Many potential confounding factors could affect the NLR value, HCY concentrations and blood pressure. In Chinese individuals, men consume more tobacco and alcohol,29 and have higher HCY concentrations.30 Smoking is associated with elevated NLR values31 and has a strong positive correlation with HCY concentrations.32 Alcohol consumption is associated with an augmented risk for hypertension. HCY concentrations have been reported to increase with age.30 Hypercholesterolemia accelerates angiosclerosis. Impaired renal function is not conducive to the metabolism of HCY and consequently increases HCY concentrations.33 Obesity, even without metabolic syndrome, is also associated with elevated NLR values.34 However, in the unconditional multiple logistic regression analysis after adjustment for multivariate confounding factors, the relationships between NLR and HTH were still observable in our investigation, indicating that these associations are strong and convincing.

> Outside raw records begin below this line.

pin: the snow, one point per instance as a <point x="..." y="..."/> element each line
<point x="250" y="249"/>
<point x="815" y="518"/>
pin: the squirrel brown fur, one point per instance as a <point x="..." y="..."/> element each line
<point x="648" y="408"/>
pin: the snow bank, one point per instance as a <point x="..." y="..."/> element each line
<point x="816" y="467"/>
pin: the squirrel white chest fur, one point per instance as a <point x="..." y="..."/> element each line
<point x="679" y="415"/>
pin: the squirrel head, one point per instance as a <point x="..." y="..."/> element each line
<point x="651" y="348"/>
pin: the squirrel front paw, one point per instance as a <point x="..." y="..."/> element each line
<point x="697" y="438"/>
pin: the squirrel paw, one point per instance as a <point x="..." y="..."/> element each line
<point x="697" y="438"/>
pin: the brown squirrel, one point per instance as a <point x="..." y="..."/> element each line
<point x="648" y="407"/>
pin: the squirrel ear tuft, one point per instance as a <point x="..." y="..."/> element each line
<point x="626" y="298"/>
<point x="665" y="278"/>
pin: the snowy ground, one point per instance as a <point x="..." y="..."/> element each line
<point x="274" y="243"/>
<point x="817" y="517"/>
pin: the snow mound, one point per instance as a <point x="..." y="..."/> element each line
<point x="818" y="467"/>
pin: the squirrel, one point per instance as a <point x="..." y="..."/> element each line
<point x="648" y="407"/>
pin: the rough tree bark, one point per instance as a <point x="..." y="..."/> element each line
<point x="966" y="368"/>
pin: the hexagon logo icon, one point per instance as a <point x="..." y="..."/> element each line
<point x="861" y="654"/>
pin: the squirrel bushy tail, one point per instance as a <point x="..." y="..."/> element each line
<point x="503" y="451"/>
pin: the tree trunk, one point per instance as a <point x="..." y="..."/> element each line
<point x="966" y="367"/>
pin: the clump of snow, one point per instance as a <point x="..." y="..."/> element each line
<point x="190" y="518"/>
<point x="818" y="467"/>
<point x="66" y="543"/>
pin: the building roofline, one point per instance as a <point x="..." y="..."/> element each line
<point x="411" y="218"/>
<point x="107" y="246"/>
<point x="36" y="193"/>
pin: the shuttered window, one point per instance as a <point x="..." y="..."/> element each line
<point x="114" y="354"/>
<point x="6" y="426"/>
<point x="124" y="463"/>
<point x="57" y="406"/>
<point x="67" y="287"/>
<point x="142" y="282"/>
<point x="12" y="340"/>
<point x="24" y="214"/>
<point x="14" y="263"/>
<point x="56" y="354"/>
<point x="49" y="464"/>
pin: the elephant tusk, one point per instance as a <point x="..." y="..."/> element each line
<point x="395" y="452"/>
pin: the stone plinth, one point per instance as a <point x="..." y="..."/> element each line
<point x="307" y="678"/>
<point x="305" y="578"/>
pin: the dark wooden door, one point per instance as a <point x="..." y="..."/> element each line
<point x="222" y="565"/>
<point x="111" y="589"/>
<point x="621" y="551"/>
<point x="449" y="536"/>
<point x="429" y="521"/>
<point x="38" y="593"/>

The NLR is a sensitive but nonspecific indicator, which is easily influenced by the above-described factors and appears to present complicated information in clinical applications. As hypertensive patients with these risk factors are also linked to a worse prognosis, an elevated NLR value may be a predictor of morbidity and mortality in hypertensive patients, and may also be able to be exploited in the risk stratification of hypertension as has been done with other cardiovascular diseases.16, 17, 18, 19 Relevant studies of poor clinical outcome subtypes of hypertension, such as resistant hypertension21 and non-dipper hypertension,22 have observed greater NLR values compared with the standard subtype of hypertension; these results appear to support the opinion that the NLR could be used for risk stratification. High-risk hypertensive patients benefited from diminishing oxidative stress in a recent clinical trial,35 proving the relationship between inflammation and risk from a clinical application point of view. NLR values may be applied to the risk stratification of hypertension if the results of the present study are confirmed in future follow-up studies, and their further application may offer a chance to improve our understanding of pathophysiology and improve treatment for high risk hypertension.

This study has several limitations. First, it is possible that a minority of undiagnosed hypertension subjects at study entry might have biased our results. Nevertheless, the cohort underwent a medical examination by our hospital every year and this possibility is infinitesimal. Second, no information regarding vitamin B6 was available to evaluate whether the NLR link to HCY was independent or mediated by vitamin B6.

Regardless of these limitations, several strengths should be noted. First, we included a very large cluster sample, which is perhaps representative of the adult inhabitants living in the area of southern China. Second, uniform methods were used to collect data for all assays in our clinical laboratory. Third, the adjustment for potential confounding factors including gender, age, body mass index, smoking, drinking, Glu, TC, TG and Cr permitted us to ensure that we provided an impartial estimate for the correlation between NLR and HTH.

In summary, this cross-sectional study demonstrated that the NLR value increased in the hypertension with the HTH group and was positively correlated with HCY and not related to blood pressure This suggests that that the hypertension with HTH group had a higher risk of cardiovascular events and stroke, perhaps partially because HCY could indirectly attract inflammatory cells. The NLR could be used for risk stratification of hypertension and risk determination.